As college students, we are always on the hunt for jobs, and we apply for club positions and internship opportunities regularly. A resumé may prove you're a qualified candidate on paper, but the interview phase determines if you would truly make a good fit in a company, regardless of what your qualifications are. Because interviews can make or break a hiring decision, it can be very easy for an applicant to crash and burn.
1. Write your own questions.
Prepare a few questions prior to the interview, and jot a few more down as the conversation develops. This also shows that you're actively listening. Bringing your own questions to the table shows that you're not there just to 'make it through' the interview, but that you really are interested in becoming a part of the team. Two of my favorite questions to ask during an interview is "What would a typical day be like for someone in this position?" and "What are some upcoming projects (if they haven't mentioned it already)?"
2. Do your research ahead of time.
I can't stress this enough! It's no coincidence that the worst interview of my college career was the one that I didn't prepare well enough for. Nothing is more humiliating than not being able to discuss something about the company you're trying to get a job with. The better you understand the company, the better you will understand the company culture and the context of the interview questions.

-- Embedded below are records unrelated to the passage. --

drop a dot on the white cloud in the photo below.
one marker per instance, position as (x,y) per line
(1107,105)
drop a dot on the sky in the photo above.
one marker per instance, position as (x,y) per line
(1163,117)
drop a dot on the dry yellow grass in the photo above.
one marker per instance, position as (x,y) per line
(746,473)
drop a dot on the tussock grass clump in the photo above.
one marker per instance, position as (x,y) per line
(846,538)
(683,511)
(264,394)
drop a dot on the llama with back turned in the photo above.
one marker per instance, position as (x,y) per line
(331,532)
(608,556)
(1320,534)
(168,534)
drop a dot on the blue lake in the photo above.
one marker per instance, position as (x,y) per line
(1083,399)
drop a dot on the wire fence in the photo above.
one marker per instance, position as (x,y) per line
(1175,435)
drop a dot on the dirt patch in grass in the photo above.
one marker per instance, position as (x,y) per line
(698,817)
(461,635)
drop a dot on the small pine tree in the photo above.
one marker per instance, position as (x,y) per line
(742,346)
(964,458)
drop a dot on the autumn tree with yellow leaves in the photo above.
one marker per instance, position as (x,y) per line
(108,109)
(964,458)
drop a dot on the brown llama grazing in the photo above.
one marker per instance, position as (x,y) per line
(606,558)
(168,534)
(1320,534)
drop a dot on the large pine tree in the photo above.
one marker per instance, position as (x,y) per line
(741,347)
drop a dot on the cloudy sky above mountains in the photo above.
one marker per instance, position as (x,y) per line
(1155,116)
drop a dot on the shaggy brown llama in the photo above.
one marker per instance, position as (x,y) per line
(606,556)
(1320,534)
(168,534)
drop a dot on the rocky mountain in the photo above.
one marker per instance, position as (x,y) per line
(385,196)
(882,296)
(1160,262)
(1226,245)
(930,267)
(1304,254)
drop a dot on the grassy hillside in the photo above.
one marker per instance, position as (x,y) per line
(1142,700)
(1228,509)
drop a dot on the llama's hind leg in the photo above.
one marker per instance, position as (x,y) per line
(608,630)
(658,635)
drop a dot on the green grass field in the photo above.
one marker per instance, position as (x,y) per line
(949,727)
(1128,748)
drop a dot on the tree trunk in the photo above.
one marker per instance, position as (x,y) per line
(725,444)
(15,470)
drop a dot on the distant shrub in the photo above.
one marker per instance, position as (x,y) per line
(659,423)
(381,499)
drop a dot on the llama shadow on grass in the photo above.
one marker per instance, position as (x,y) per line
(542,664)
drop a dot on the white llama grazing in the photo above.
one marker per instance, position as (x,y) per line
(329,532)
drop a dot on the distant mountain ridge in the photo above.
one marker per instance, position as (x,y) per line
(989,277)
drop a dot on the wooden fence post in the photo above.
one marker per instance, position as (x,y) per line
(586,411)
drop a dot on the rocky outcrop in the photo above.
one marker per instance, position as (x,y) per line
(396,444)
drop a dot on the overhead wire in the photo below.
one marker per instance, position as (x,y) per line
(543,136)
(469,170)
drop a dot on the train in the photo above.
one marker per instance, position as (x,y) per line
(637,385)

3. Practice common interview questions.
"Why do you want to work with us? Why should we hire you? What are your weaknesses?" According to Monster.com, these are three of the most common interview questions you could be asked. Practicing basic questions such as these will give you just the right amount of confidence that interviewers like to see (yes, too much confidence can sink you) and, of course, make you feel less nervous.
4. Dress for success.
Did you know your interviewer judges your appearance in a matter of 7 seconds? There's the generic advice to 'dress for success' in business casual attire, but realistically, there can be different 'dress codes' depending on what kind of job you are trying to get. Use your brain. If you're trying to get a business/analytical/clerical job, keep the suit and tie. If you're hoping for something in a more creative field like advertising or communications, you may be safe to dress it down a bit, but maybe keep the blazer. This is where researching the company's culture would also come in handy!
5. Stay authentic.
Your resumé is what got you the interview, but this is your chance to show that you're so much more than a piece of paper. You could be well-qualified for a position but still get passed over if you come off as too robotic. Just relax and be yourself to show your interviewer what you'd really be like in a work setting.
6. Be careful of what you post on social media! (Yes, they check)
In today's day and age, does it really shock you to know that 93% of employers check your social media before making a final decision? Time (Money) says that some of the '7 deadly sins' of social media includes posting about your political opinions or referencing to sex or drugs. Those are pretty obvious, but they also take spelling/grammar into account as well. If you're worried about your social media presence or don't want to have to filter everything you do, I would recommend keeping an eye on your privacy settings. Set things to private if you think they may be NSFW.
Also consider making duplicate social accounts - this way, you can keep your personal account while also having a page that reflects your 'professional self'. I would especially recommend this for Twitter and Facebook since they are easy to find and manage. For example, I discuss ad campaigns or social trends on my 'professional' Twitter page and directly interact with companies, while there are plenty of puppy videos and wine-fueled live tweets of the VMA's on my personal page.
I hope these job interview tips help of you in the future, or as you're frantically scrambling to prepare for one the night before. Either way, good luck and I wish you the best.